It’s truly a bibliophile’s nightmare that no matter how hard we try, we can never finish reading all the books that exist. The joy of walking into a bookstore or a library comes with a hint of despair, an understanding that most of these books will forever be waiting for you to open its covers. On the other hand, the endless array of books might also represent a good dream—it may be a relief that you will never run out of books to read.

What would happen if you could venture into a place that holds not every book ever published, but every book ever and never written? Jorge Luis Borges’s short story ”The Library of Babel” illustrates a real-life rendition of this nightmare—or dream, if you wish. Published in 1941, the story describes an expansive library that is composed of an indefinite number of hexagonal galleries. Each gallery contains a set number of books, and each book is a random combination of letters of the alphabet. By combining every possible combination of letters, the library as a whole contains an exhaustive collection of every single book in the universe.
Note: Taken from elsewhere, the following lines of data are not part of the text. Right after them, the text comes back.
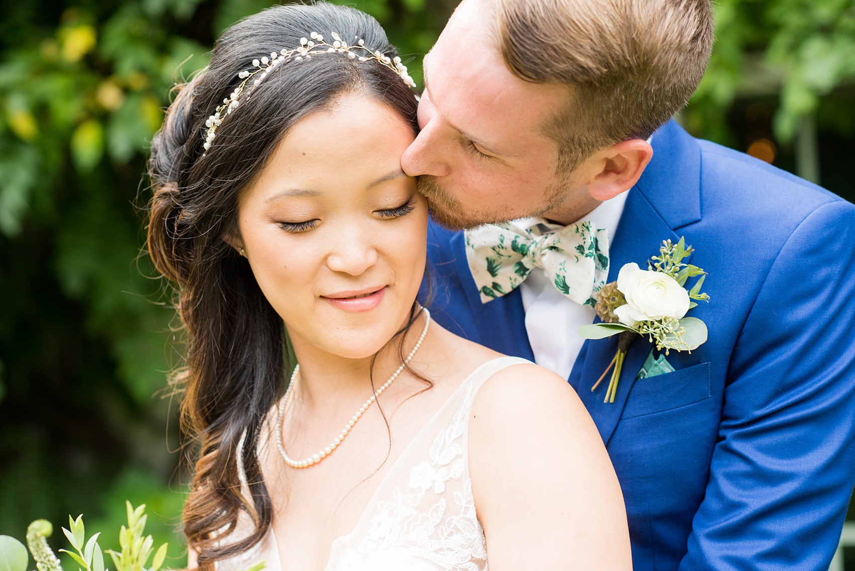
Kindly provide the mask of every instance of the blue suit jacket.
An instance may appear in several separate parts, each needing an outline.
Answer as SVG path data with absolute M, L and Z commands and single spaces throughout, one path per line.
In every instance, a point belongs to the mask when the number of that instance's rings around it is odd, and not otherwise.
M 652 144 L 609 280 L 685 236 L 709 340 L 635 380 L 637 338 L 613 404 L 591 387 L 616 337 L 587 341 L 569 380 L 621 482 L 634 568 L 825 571 L 855 480 L 855 206 L 674 121 Z M 534 360 L 519 290 L 481 303 L 461 233 L 431 226 L 428 259 L 438 322 Z

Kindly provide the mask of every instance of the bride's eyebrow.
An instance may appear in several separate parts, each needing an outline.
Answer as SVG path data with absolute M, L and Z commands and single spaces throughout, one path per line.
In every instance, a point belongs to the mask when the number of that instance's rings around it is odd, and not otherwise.
M 264 203 L 268 204 L 269 203 L 275 202 L 280 198 L 285 198 L 286 197 L 316 197 L 319 196 L 321 192 L 318 191 L 313 191 L 308 188 L 290 188 L 286 191 L 281 191 L 268 197 L 264 200 Z
M 390 180 L 394 180 L 395 179 L 399 179 L 401 177 L 405 177 L 405 176 L 407 176 L 407 174 L 404 173 L 402 169 L 398 168 L 396 170 L 390 171 L 389 173 L 386 173 L 380 178 L 377 179 L 370 185 L 369 185 L 369 187 L 370 188 L 371 186 L 376 186 L 377 185 L 381 185 L 384 182 L 388 182 Z

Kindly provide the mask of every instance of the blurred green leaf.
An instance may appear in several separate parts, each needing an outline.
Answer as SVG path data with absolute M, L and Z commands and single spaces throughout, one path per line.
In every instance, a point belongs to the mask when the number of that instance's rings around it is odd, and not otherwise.
M 71 135 L 71 153 L 78 169 L 88 173 L 101 161 L 104 150 L 104 130 L 101 123 L 90 119 Z
M 27 571 L 29 560 L 24 544 L 8 535 L 0 535 L 0 571 Z

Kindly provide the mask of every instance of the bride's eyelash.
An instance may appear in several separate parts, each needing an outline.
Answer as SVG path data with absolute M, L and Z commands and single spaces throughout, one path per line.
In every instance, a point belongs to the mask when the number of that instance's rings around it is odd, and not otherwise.
M 399 218 L 407 215 L 414 209 L 416 209 L 416 202 L 410 201 L 394 209 L 384 209 L 382 210 L 374 210 L 374 212 L 380 215 L 380 218 Z M 317 220 L 310 220 L 304 222 L 277 222 L 276 224 L 286 232 L 298 233 L 311 230 L 315 227 L 317 221 Z
M 405 204 L 401 204 L 398 208 L 374 210 L 374 212 L 380 215 L 381 218 L 398 218 L 400 216 L 407 215 L 414 209 L 416 209 L 416 202 L 410 201 Z
M 316 220 L 309 220 L 305 222 L 277 222 L 279 227 L 282 228 L 286 232 L 291 233 L 300 233 L 305 232 L 306 230 L 311 230 L 315 227 L 315 223 L 317 222 Z

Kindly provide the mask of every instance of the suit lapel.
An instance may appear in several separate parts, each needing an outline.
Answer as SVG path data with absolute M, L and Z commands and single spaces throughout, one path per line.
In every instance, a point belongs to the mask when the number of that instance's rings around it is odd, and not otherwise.
M 629 191 L 616 235 L 610 241 L 609 282 L 617 280 L 618 272 L 626 263 L 634 262 L 644 267 L 650 256 L 658 253 L 663 240 L 678 241 L 680 235 L 672 228 L 700 220 L 698 144 L 673 121 L 654 135 L 652 144 L 654 160 Z M 681 168 L 675 169 L 674 164 Z M 635 375 L 652 346 L 640 337 L 630 345 L 615 402 L 610 403 L 603 399 L 610 373 L 596 391 L 592 392 L 591 387 L 615 356 L 617 336 L 587 340 L 579 353 L 569 382 L 585 403 L 606 444 L 620 421 Z
M 469 304 L 481 344 L 494 350 L 534 361 L 528 334 L 526 333 L 526 313 L 522 296 L 516 288 L 510 293 L 482 303 L 478 286 L 466 262 L 463 233 L 457 233 L 450 240 L 454 253 L 455 269 L 463 282 L 466 302 Z

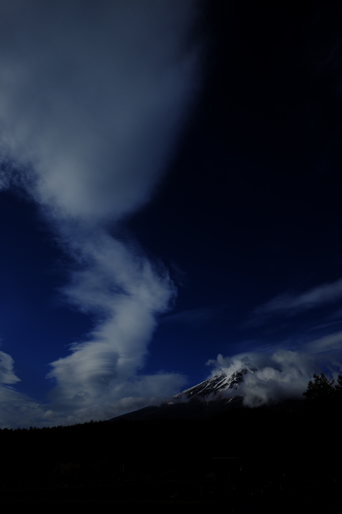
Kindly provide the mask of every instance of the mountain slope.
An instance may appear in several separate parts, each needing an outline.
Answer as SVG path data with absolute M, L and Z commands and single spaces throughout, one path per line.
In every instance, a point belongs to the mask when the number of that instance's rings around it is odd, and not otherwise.
M 159 406 L 150 406 L 112 418 L 109 421 L 120 419 L 147 420 L 165 418 L 203 418 L 211 417 L 222 411 L 242 406 L 243 396 L 230 390 L 238 390 L 243 376 L 255 370 L 245 368 L 228 376 L 224 373 L 208 378 L 193 387 L 186 389 L 167 398 Z M 233 392 L 233 391 L 232 392 Z

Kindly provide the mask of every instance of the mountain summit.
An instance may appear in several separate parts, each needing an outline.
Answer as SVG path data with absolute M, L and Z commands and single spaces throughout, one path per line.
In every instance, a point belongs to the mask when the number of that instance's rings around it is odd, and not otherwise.
M 170 405 L 177 401 L 195 398 L 212 401 L 225 398 L 227 401 L 230 401 L 233 399 L 233 396 L 224 393 L 227 393 L 230 389 L 237 390 L 239 384 L 243 381 L 243 375 L 246 375 L 249 371 L 254 373 L 255 371 L 254 369 L 243 368 L 232 373 L 230 376 L 224 373 L 218 373 L 197 386 L 171 396 L 165 400 L 165 403 Z M 236 397 L 236 395 L 234 396 Z
M 243 397 L 238 394 L 239 387 L 243 381 L 244 375 L 255 371 L 254 369 L 242 368 L 230 376 L 223 372 L 218 373 L 197 386 L 170 396 L 160 405 L 139 409 L 112 418 L 109 421 L 114 422 L 122 419 L 138 421 L 155 418 L 207 418 L 233 406 L 241 407 Z

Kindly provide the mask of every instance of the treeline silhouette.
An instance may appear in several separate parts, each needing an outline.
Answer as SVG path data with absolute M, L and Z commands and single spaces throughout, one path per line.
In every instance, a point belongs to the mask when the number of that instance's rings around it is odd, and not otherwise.
M 208 419 L 3 429 L 4 504 L 22 498 L 30 505 L 37 494 L 49 508 L 62 498 L 88 503 L 96 497 L 101 505 L 159 498 L 169 506 L 229 498 L 238 511 L 239 502 L 264 501 L 267 491 L 270 501 L 282 499 L 288 507 L 309 491 L 314 503 L 318 491 L 329 495 L 339 484 L 341 406 L 336 394 L 329 401 L 237 408 Z

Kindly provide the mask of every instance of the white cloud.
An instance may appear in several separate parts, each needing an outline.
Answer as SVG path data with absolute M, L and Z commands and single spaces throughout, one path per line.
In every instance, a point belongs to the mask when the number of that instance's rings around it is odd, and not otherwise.
M 175 288 L 107 227 L 147 201 L 167 167 L 198 81 L 196 4 L 0 4 L 0 180 L 40 205 L 77 266 L 65 296 L 102 320 L 51 363 L 46 423 L 114 415 L 184 383 L 137 375 Z
M 317 349 L 314 342 L 305 351 L 279 348 L 273 354 L 249 352 L 232 357 L 220 354 L 207 364 L 214 366 L 212 375 L 224 372 L 229 376 L 242 368 L 251 370 L 238 389 L 229 390 L 226 394 L 242 395 L 244 405 L 254 407 L 287 398 L 302 399 L 309 381 L 314 373 L 321 372 L 322 365 L 336 378 L 342 371 L 342 361 L 327 353 L 315 353 Z M 327 346 L 320 349 L 326 350 Z
M 286 293 L 254 310 L 256 315 L 289 312 L 292 314 L 312 309 L 342 298 L 342 279 L 330 284 L 322 284 L 301 293 Z

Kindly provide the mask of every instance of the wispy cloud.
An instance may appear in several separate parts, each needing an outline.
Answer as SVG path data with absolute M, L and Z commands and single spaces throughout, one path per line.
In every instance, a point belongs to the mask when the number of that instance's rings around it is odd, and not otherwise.
M 48 423 L 110 416 L 184 383 L 137 376 L 175 288 L 107 228 L 167 167 L 197 81 L 195 12 L 192 0 L 0 5 L 0 181 L 39 204 L 74 259 L 67 301 L 102 320 L 51 363 Z
M 219 355 L 207 362 L 213 366 L 212 375 L 224 372 L 230 376 L 241 368 L 252 370 L 244 376 L 238 390 L 229 390 L 227 395 L 243 396 L 243 403 L 250 407 L 287 398 L 303 399 L 309 381 L 323 368 L 336 378 L 342 371 L 342 359 L 329 355 L 328 350 L 340 348 L 342 336 L 331 335 L 306 345 L 300 351 L 279 348 L 272 353 L 246 352 L 232 357 Z
M 257 307 L 256 316 L 280 313 L 292 315 L 332 303 L 342 298 L 342 279 L 330 284 L 322 284 L 302 293 L 284 293 Z
M 220 316 L 225 308 L 226 306 L 222 305 L 189 309 L 175 314 L 168 314 L 162 318 L 162 322 L 163 323 L 189 325 L 195 327 L 202 326 L 208 321 Z

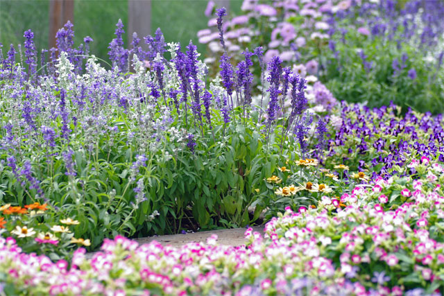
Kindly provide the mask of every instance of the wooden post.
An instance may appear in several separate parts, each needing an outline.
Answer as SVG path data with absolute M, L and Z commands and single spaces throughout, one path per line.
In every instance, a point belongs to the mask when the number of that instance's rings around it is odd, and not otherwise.
M 56 34 L 68 21 L 74 21 L 74 0 L 49 0 L 49 48 L 56 47 Z
M 128 44 L 130 47 L 133 33 L 137 33 L 139 45 L 148 49 L 144 37 L 151 34 L 151 0 L 128 0 Z

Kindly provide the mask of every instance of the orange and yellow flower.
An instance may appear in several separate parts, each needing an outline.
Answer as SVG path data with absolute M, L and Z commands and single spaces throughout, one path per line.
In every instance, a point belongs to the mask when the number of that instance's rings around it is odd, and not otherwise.
M 33 236 L 34 234 L 35 234 L 35 232 L 34 231 L 33 228 L 28 228 L 26 226 L 24 226 L 22 227 L 17 226 L 15 227 L 15 229 L 12 230 L 11 233 L 12 234 L 15 234 L 19 238 Z
M 280 171 L 281 172 L 289 172 L 290 171 L 290 170 L 287 168 L 287 166 L 281 166 L 281 167 L 278 168 L 278 169 L 279 171 Z
M 303 184 L 299 186 L 299 190 L 308 190 L 311 191 L 313 189 L 313 185 L 314 185 L 311 182 L 307 182 L 304 183 Z
M 352 174 L 352 177 L 353 179 L 359 179 L 361 181 L 369 181 L 370 177 L 366 175 L 364 172 L 359 172 L 357 174 L 356 173 L 353 173 Z
M 89 241 L 89 239 L 83 239 L 82 238 L 71 238 L 71 243 L 77 243 L 78 245 L 85 245 L 86 247 L 89 247 L 89 245 L 91 245 L 91 241 Z
M 3 214 L 5 215 L 11 215 L 12 214 L 26 214 L 28 213 L 28 210 L 26 209 L 24 209 L 22 207 L 9 207 L 8 209 L 3 210 Z
M 271 177 L 266 178 L 266 182 L 268 183 L 276 183 L 279 184 L 282 182 L 282 180 L 278 176 L 272 175 Z
M 40 204 L 39 202 L 34 202 L 33 204 L 26 204 L 24 207 L 28 209 L 39 209 L 40 211 L 46 211 L 46 204 Z
M 65 227 L 63 225 L 54 225 L 51 227 L 51 230 L 54 232 L 61 232 L 61 233 L 70 233 L 69 227 Z

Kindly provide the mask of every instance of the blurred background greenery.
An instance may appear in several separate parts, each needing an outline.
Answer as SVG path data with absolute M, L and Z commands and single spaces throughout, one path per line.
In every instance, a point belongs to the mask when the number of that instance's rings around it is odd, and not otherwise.
M 208 18 L 204 12 L 207 2 L 207 0 L 152 0 L 151 34 L 160 28 L 166 42 L 180 42 L 185 45 L 192 40 L 198 44 L 196 33 L 207 28 Z M 242 0 L 230 0 L 230 10 L 239 13 L 241 3 Z M 23 44 L 23 33 L 28 29 L 34 32 L 39 51 L 47 49 L 49 12 L 49 0 L 0 0 L 0 42 L 3 44 L 3 53 L 10 44 Z M 125 24 L 126 31 L 127 0 L 75 0 L 75 45 L 78 46 L 84 37 L 89 35 L 94 40 L 91 44 L 91 53 L 108 60 L 108 44 L 114 37 L 115 24 L 119 19 Z M 205 44 L 198 44 L 198 48 L 199 52 L 205 53 Z

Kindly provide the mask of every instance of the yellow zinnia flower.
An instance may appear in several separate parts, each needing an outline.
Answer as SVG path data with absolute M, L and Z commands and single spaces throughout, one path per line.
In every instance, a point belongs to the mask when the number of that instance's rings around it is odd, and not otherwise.
M 279 184 L 282 182 L 282 180 L 278 176 L 272 175 L 271 177 L 266 178 L 266 182 L 268 183 L 276 183 Z
M 71 218 L 68 218 L 67 219 L 60 220 L 60 223 L 66 224 L 67 225 L 77 225 L 80 224 L 76 220 L 72 220 Z
M 304 183 L 302 185 L 299 186 L 298 187 L 299 190 L 308 190 L 310 191 L 313 188 L 314 184 L 311 182 L 307 182 L 307 183 Z
M 65 227 L 65 226 L 60 226 L 60 225 L 54 225 L 52 227 L 51 227 L 51 230 L 52 230 L 54 232 L 62 232 L 62 233 L 70 233 L 71 232 L 69 231 L 69 227 Z
M 15 229 L 11 232 L 12 234 L 15 234 L 19 238 L 33 236 L 35 234 L 35 232 L 33 228 L 28 228 L 26 226 L 21 227 L 19 226 L 17 226 Z
M 75 238 L 74 237 L 71 238 L 71 243 L 77 243 L 78 245 L 83 245 L 86 247 L 89 247 L 91 245 L 91 242 L 89 239 L 83 239 L 83 238 Z
M 283 195 L 283 196 L 290 196 L 291 193 L 290 192 L 290 189 L 289 187 L 279 187 L 278 190 L 275 191 L 275 194 L 277 195 Z
M 348 171 L 350 168 L 347 166 L 344 166 L 343 164 L 339 164 L 338 166 L 334 166 L 334 168 L 339 168 L 340 170 L 343 170 L 343 171 Z
M 280 168 L 278 168 L 278 169 L 279 171 L 280 171 L 281 172 L 289 172 L 290 171 L 290 170 L 287 168 L 287 166 L 281 166 Z

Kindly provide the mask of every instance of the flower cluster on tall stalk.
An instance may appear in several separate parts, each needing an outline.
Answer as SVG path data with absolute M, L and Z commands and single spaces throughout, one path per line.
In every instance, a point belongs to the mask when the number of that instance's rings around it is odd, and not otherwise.
M 222 22 L 223 13 L 219 15 Z M 246 49 L 236 67 L 225 53 L 220 77 L 207 83 L 207 67 L 192 42 L 185 52 L 179 44 L 166 45 L 159 29 L 144 38 L 148 51 L 139 48 L 137 34 L 127 49 L 121 21 L 117 27 L 110 43 L 110 69 L 94 56 L 83 63 L 92 39 L 85 37 L 74 49 L 71 23 L 58 31 L 57 51 L 48 53 L 47 71 L 37 71 L 35 79 L 26 79 L 14 47 L 2 61 L 0 148 L 8 171 L 0 171 L 10 189 L 5 200 L 17 205 L 42 201 L 62 209 L 64 215 L 83 213 L 77 217 L 86 226 L 76 234 L 96 237 L 92 247 L 118 233 L 179 232 L 181 222 L 172 217 L 188 219 L 190 208 L 200 226 L 212 223 L 215 208 L 220 209 L 217 215 L 232 219 L 232 225 L 248 223 L 246 213 L 256 194 L 251 187 L 268 173 L 251 177 L 246 173 L 261 159 L 300 153 L 296 146 L 272 155 L 274 148 L 266 152 L 262 147 L 266 143 L 271 147 L 278 139 L 293 141 L 287 133 L 280 138 L 275 126 L 285 121 L 285 130 L 293 128 L 296 121 L 286 115 L 287 105 L 292 100 L 305 108 L 304 80 L 289 68 L 282 71 L 277 57 L 269 92 L 261 97 L 268 107 L 259 105 L 253 100 L 250 69 L 255 58 L 264 67 L 261 48 Z M 25 47 L 31 51 L 26 54 L 33 64 L 37 62 L 31 54 L 33 35 L 26 35 Z M 146 160 L 139 164 L 141 155 Z M 219 157 L 232 164 L 221 166 Z M 194 170 L 202 168 L 212 175 L 219 171 L 220 177 L 196 178 Z M 187 197 L 203 184 L 217 187 L 215 200 L 205 189 L 200 193 L 205 198 L 196 193 Z M 226 202 L 229 194 L 243 196 L 234 211 Z M 154 211 L 159 216 L 146 217 Z

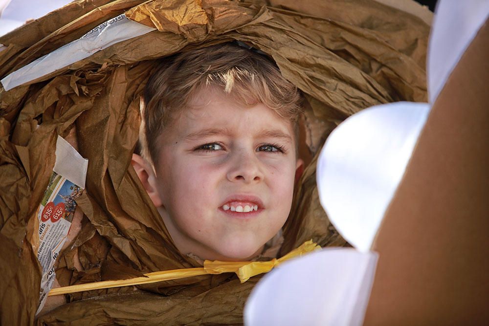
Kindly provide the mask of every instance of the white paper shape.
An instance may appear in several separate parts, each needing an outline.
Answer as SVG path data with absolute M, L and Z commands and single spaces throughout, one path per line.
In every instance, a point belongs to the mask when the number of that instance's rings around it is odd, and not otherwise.
M 53 171 L 85 189 L 89 160 L 61 136 L 56 140 L 56 160 Z M 67 163 L 68 162 L 68 163 Z
M 93 28 L 80 38 L 41 57 L 1 80 L 5 90 L 45 76 L 88 58 L 116 43 L 149 33 L 150 27 L 120 15 Z
M 432 105 L 488 17 L 488 0 L 440 0 L 438 2 L 426 63 L 428 98 Z
M 358 250 L 370 250 L 429 112 L 427 103 L 372 107 L 345 120 L 326 140 L 316 171 L 319 200 Z
M 37 19 L 61 8 L 71 0 L 0 0 L 0 36 L 30 19 Z M 1 9 L 2 5 L 5 7 Z
M 362 325 L 377 258 L 332 248 L 284 263 L 253 289 L 244 307 L 244 325 Z

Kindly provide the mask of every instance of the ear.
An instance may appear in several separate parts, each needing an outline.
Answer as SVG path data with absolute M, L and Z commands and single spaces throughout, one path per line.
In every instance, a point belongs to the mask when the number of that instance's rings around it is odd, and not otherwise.
M 156 207 L 162 206 L 161 199 L 156 187 L 156 175 L 151 164 L 137 154 L 133 154 L 131 164 L 153 204 Z
M 300 158 L 297 159 L 297 163 L 295 164 L 295 181 L 294 184 L 297 184 L 299 179 L 302 176 L 304 172 L 304 161 Z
The story is actually a thought experiment; not only does it imagine the universe within the library, it imagines the library as the universe, where every idea ever conceived sleeps in its infinite galleries. The complete works of Shakespeare would be there, as well as books that were lost or burned. The browser could come by ancient folklore in one shelf and contemporary science fiction in another.

The library, amazingly, is actually on its way to construction—online.

Jonathan Basile, a Brooklyn-based writer, is trying to recreate the Library of Babel as a website. At present, Basile’s virtual recreation of the library contains all possible combinations of 3,200 characters, which is a few sentences longer than this blog post. This means that this blog post, if it were exactly 3,200 characters long, would exist somewhere in Basile’s library as well, along with all the other possible 104677 combinations of characters.

Although Basile admits that completing this idea is impossible (even if the entire universe was a server, it can’t contain the volume of “books” he aspires to create), which was Jorge Luis Borges’s point to begin with, the experiment still hints at the prospect of the completion of an infinite library. Whether you think this is a nightmare or a dream is up to you.

Did You Know?

One of the largest libraries in the world, the British Library in London holds well over 150 million items. Each year the library receives a copy of every publication in the United Kingdom and Ireland, and its 388 miles of shelves grow by 7.5 miles every year.